Science has never been more popular. This is reflected in the news, where cosmic discoveries are making headlines on a regular basis, but it’s also seen in our culture. Many of today’s most popular TV shows and movies are either based on a scientific premise, or feature scientists as main characters. There is a particular field of science, however, that invariably receives more attention than any other: astrophysics. We are naturally drawn to this field because it deals with some of our biggest questions about how the universe works, and what our place is within it. If you have an interest in learning more about the cosmos, but you’re short on time, this book was written for you.

It all began about 14 billion years ago: the matter, space, and energy of our entire universe was contained in a space one-trillionth the size of the period at the end of this sentence. Where exactly this tiny all-containing entity came from, we don’t know. But it burst forth, and within a trillionth of a second, gravity and quantum mechanics were already at odds and four distinct forces— atomic energy, gravity, radioactive decay, and electromagnetism—were already at play. Within a millionth of a second, the universe was already the size of our Solar System, and subatomic particles like quarks and leptons had emerged and were interacting with their anti-matter complements in a trillion-degree Kelvin cauldron. Before the universe was one-second-old, quarks cooled and bonded, forming heavy particles called hadrons, as well as protons and neutrons. Before it was two minutes old, the universe was already several light-years wide, and the temperature was only 100 million degrees.

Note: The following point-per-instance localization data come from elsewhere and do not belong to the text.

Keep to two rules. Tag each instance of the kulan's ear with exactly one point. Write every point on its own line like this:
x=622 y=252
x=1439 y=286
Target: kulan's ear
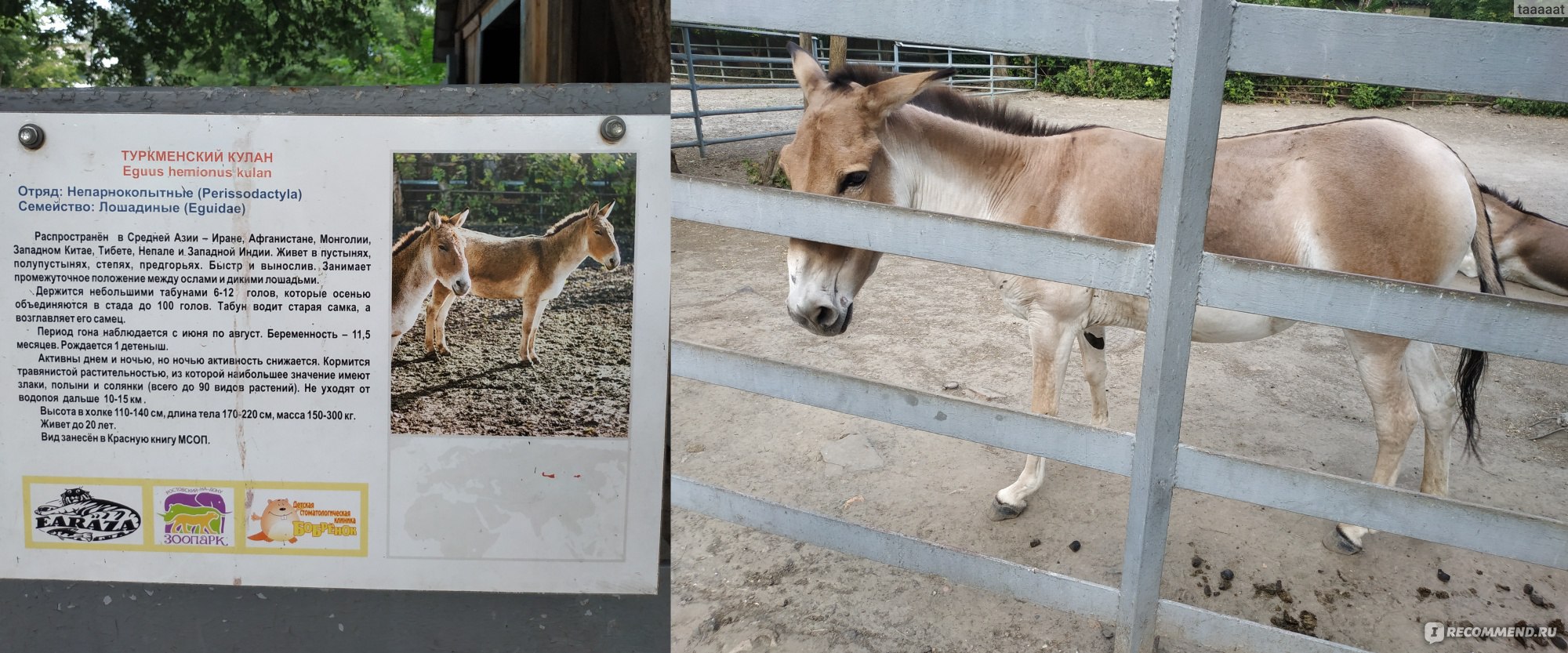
x=808 y=71
x=887 y=96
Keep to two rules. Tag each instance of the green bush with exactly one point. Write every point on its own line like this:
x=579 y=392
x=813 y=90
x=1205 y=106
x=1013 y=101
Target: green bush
x=1373 y=96
x=1533 y=107
x=1240 y=89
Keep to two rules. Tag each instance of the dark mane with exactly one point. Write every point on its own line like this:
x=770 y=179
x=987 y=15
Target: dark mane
x=567 y=222
x=953 y=104
x=408 y=239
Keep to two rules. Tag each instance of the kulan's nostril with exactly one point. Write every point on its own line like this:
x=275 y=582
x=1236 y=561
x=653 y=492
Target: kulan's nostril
x=826 y=316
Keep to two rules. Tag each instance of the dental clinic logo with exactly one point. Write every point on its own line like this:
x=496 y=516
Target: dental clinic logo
x=79 y=517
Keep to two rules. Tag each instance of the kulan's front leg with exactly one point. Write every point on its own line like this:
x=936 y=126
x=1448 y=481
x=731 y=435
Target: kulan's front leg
x=531 y=311
x=1051 y=343
x=534 y=333
x=441 y=300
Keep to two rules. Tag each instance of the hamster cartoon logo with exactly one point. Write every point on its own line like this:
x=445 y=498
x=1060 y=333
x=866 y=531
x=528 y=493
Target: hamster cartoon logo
x=278 y=521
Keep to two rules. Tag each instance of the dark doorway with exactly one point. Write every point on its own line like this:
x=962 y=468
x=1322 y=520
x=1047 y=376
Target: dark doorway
x=499 y=48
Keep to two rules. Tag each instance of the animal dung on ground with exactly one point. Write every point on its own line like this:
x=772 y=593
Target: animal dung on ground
x=1277 y=589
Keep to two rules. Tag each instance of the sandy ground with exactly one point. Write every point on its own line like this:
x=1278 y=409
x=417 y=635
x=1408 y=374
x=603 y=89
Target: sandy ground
x=1293 y=399
x=581 y=386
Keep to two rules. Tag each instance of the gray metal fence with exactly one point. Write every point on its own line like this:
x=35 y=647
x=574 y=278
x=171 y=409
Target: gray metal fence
x=1202 y=40
x=711 y=65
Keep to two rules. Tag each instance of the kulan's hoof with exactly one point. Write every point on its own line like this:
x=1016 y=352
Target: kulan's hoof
x=1003 y=512
x=1340 y=543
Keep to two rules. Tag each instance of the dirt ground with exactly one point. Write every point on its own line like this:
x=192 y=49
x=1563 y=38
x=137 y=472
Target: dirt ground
x=581 y=386
x=1293 y=399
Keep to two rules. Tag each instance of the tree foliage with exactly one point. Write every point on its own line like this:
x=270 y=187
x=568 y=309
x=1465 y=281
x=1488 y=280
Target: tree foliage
x=250 y=43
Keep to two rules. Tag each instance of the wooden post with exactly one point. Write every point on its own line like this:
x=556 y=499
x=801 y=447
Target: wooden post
x=838 y=53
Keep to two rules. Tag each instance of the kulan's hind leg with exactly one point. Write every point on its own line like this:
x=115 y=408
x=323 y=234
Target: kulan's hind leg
x=1379 y=360
x=441 y=300
x=1092 y=343
x=1440 y=413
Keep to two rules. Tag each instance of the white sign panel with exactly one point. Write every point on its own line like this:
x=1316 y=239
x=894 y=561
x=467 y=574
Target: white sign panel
x=372 y=352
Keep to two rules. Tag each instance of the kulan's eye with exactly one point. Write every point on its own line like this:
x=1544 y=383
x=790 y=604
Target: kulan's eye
x=854 y=181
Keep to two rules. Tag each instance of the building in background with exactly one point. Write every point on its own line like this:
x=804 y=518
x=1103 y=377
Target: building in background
x=554 y=42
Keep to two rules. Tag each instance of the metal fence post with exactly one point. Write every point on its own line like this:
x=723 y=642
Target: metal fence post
x=1203 y=43
x=697 y=114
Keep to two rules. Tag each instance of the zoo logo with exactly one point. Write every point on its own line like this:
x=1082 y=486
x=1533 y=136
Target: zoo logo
x=195 y=517
x=79 y=517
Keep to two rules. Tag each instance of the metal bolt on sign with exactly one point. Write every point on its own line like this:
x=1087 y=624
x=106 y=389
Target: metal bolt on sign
x=612 y=129
x=31 y=136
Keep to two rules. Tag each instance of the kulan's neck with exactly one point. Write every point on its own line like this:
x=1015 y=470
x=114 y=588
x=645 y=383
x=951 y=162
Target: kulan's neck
x=418 y=269
x=953 y=167
x=567 y=249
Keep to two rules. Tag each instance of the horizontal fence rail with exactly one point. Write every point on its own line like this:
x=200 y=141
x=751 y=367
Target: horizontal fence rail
x=1368 y=303
x=1404 y=512
x=1456 y=56
x=992 y=573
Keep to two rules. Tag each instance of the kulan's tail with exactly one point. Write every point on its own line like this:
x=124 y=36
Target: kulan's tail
x=1473 y=363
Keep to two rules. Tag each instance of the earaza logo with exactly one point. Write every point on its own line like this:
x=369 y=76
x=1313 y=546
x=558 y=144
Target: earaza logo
x=79 y=517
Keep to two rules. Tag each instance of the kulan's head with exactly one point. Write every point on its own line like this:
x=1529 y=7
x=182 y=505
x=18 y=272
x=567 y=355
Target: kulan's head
x=601 y=241
x=448 y=255
x=838 y=151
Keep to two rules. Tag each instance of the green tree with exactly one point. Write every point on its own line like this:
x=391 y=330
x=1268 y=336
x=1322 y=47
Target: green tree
x=154 y=43
x=31 y=53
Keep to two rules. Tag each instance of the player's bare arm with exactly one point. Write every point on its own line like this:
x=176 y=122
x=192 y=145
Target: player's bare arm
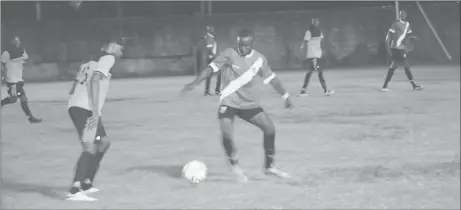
x=278 y=86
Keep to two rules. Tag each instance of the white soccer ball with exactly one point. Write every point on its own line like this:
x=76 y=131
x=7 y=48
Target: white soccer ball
x=195 y=171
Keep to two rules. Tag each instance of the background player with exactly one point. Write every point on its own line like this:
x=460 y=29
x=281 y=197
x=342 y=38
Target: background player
x=13 y=66
x=313 y=60
x=396 y=38
x=210 y=53
x=239 y=66
x=87 y=97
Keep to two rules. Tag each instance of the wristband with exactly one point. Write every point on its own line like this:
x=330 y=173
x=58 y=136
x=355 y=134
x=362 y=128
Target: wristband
x=285 y=96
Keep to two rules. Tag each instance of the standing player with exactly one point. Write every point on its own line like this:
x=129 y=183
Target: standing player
x=314 y=62
x=239 y=66
x=210 y=52
x=87 y=97
x=13 y=64
x=396 y=38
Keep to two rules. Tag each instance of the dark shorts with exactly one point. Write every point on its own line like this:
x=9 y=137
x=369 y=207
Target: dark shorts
x=79 y=116
x=398 y=55
x=245 y=114
x=19 y=88
x=309 y=64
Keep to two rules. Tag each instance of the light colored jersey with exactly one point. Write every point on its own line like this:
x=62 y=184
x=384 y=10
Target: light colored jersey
x=238 y=74
x=398 y=32
x=81 y=97
x=314 y=47
x=14 y=67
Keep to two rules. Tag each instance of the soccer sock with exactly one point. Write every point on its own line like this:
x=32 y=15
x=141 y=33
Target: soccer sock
x=230 y=150
x=269 y=150
x=306 y=79
x=410 y=77
x=322 y=81
x=83 y=166
x=25 y=108
x=390 y=73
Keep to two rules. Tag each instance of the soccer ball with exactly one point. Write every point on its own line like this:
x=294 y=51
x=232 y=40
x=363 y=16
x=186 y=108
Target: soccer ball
x=195 y=171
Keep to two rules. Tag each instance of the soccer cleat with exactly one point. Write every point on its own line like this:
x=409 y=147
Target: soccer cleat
x=80 y=196
x=417 y=87
x=329 y=92
x=303 y=92
x=241 y=177
x=88 y=188
x=277 y=173
x=33 y=119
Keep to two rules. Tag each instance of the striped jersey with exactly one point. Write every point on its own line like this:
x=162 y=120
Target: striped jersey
x=398 y=32
x=81 y=97
x=238 y=73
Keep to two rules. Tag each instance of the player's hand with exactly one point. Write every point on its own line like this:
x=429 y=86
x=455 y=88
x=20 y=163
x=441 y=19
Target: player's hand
x=188 y=87
x=288 y=103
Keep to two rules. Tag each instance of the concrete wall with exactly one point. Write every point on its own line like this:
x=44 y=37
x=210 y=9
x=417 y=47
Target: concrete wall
x=164 y=46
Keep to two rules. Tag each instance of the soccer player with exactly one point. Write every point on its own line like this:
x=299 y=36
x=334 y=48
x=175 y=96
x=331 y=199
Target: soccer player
x=314 y=62
x=239 y=66
x=396 y=38
x=13 y=64
x=87 y=96
x=210 y=52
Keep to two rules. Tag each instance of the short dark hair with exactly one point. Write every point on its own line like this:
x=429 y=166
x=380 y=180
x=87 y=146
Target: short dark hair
x=246 y=33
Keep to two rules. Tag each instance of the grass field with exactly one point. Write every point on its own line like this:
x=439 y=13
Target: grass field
x=360 y=148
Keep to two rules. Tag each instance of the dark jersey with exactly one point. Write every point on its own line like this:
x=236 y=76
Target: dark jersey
x=238 y=74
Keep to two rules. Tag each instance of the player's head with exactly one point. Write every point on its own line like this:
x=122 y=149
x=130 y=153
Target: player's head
x=245 y=41
x=315 y=21
x=403 y=15
x=16 y=41
x=113 y=48
x=210 y=29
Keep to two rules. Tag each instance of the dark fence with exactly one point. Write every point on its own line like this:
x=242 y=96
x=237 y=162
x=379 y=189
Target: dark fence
x=165 y=46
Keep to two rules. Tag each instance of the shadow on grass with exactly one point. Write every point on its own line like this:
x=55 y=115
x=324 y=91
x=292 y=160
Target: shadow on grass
x=55 y=192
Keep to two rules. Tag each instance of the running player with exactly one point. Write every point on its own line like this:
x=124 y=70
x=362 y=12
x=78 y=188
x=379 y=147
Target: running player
x=13 y=65
x=396 y=38
x=239 y=66
x=87 y=97
x=314 y=61
x=210 y=53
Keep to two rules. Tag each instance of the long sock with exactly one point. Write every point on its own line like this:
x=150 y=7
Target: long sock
x=390 y=73
x=83 y=166
x=410 y=77
x=269 y=150
x=218 y=83
x=322 y=81
x=306 y=79
x=207 y=84
x=98 y=158
x=7 y=101
x=230 y=150
x=25 y=108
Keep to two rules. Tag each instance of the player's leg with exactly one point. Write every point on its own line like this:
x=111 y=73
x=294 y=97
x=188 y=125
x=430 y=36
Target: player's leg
x=260 y=119
x=226 y=117
x=102 y=144
x=406 y=66
x=395 y=58
x=307 y=63
x=318 y=65
x=79 y=117
x=218 y=83
x=25 y=104
x=12 y=97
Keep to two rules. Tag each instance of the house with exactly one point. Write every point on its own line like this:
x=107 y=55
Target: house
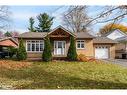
x=100 y=47
x=8 y=41
x=121 y=38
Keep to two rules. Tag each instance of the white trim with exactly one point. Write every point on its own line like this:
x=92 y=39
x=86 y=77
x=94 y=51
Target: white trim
x=35 y=46
x=64 y=49
x=80 y=44
x=61 y=28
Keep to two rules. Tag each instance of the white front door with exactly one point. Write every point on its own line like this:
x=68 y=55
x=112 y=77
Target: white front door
x=101 y=52
x=59 y=47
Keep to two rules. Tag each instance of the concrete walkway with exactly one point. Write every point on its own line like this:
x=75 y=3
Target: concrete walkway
x=122 y=62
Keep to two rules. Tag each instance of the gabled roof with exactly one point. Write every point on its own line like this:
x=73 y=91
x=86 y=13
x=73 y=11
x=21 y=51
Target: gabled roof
x=83 y=35
x=105 y=35
x=122 y=39
x=44 y=34
x=61 y=27
x=105 y=40
x=32 y=35
x=9 y=38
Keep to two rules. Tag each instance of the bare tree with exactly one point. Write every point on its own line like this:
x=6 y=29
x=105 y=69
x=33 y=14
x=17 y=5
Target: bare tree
x=4 y=16
x=112 y=14
x=76 y=18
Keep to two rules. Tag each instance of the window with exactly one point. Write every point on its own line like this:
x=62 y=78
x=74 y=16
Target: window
x=80 y=44
x=35 y=45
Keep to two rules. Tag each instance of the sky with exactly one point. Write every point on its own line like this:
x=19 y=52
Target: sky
x=20 y=16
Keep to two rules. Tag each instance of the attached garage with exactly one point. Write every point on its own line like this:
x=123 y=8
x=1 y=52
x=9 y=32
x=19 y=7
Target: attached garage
x=104 y=48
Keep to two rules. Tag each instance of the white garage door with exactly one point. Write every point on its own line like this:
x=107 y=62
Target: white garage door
x=101 y=52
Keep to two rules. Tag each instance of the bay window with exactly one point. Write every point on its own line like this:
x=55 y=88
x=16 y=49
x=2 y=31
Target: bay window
x=34 y=45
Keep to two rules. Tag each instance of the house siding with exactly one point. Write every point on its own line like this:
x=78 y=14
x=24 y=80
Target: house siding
x=8 y=43
x=32 y=54
x=111 y=49
x=88 y=50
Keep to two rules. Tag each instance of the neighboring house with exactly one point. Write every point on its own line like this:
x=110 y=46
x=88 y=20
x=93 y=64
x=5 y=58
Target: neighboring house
x=121 y=37
x=101 y=48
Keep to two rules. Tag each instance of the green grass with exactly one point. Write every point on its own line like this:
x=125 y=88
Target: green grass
x=66 y=75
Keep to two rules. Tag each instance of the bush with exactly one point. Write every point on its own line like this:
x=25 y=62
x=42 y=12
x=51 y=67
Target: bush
x=47 y=53
x=21 y=52
x=12 y=51
x=72 y=54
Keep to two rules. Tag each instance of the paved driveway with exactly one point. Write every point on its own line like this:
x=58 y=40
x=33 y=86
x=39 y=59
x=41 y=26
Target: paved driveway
x=122 y=62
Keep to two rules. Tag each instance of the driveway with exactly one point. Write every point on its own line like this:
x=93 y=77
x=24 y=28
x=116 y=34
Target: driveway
x=122 y=62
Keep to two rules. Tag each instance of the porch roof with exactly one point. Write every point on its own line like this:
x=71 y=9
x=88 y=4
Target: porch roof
x=104 y=40
x=44 y=34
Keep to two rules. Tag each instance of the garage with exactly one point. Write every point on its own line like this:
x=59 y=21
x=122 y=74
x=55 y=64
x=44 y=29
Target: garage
x=104 y=48
x=101 y=52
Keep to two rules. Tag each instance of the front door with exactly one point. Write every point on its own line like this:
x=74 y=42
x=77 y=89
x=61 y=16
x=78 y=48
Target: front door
x=59 y=47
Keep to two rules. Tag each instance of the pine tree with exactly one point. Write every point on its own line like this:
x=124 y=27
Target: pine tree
x=47 y=53
x=31 y=27
x=72 y=54
x=45 y=22
x=21 y=52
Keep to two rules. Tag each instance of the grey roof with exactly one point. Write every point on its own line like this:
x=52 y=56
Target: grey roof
x=108 y=33
x=11 y=38
x=105 y=40
x=122 y=38
x=83 y=35
x=32 y=35
x=43 y=34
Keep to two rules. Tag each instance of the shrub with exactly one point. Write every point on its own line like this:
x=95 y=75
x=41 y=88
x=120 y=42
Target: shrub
x=21 y=52
x=47 y=55
x=72 y=54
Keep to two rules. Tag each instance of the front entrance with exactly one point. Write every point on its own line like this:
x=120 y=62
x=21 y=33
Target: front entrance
x=59 y=47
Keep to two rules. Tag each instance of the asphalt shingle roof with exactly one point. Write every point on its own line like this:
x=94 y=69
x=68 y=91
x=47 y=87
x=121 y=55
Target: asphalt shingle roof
x=32 y=35
x=105 y=40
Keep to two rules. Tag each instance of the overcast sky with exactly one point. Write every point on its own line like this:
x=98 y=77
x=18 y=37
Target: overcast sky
x=21 y=14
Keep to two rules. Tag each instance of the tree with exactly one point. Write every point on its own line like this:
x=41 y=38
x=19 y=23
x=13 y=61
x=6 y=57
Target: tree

For the next 380,000 years, the universe continued to expand and the cauldron of electrons and photons were free to move about—until the temperature dropped to 3,000 degrees Kelvin, or half the Sun’s temperature, at which point the electrons began combining with atomic nuclei.

Within a billion years of the universe’s beginning, galaxies had begun to form, and so did stars— billions and billions of them. From these stars issued materials heavier than helium and hydrogen, enabling the formation of matter that would eventually cluster into planets. As stars exploded, they scattered their chemically-rich and diverse debris across galaxies. In one pocket of the universe, at the edge of a Virgo Cluster, in the Milky Way galaxy, in the region known as the Orion Arm, a small star which we now know as the Sun formed with heavy enough material to pull a collection of comets and planets into its gravitational field.

One of the planets we now call Earth coalesced and fell under the Sun’s gravitational spell. Not just anywhere, though: Earth ended up in what scientists call the “Goldilocks zone” where its distance from the Sun allowed for the large liquid bodies on the planet’s surface to stay in mostly liquid form. Any closer to the sun and the oceans would have evaporated; any farther, the oceans would be frozen solid. The conditions were “just right” for life.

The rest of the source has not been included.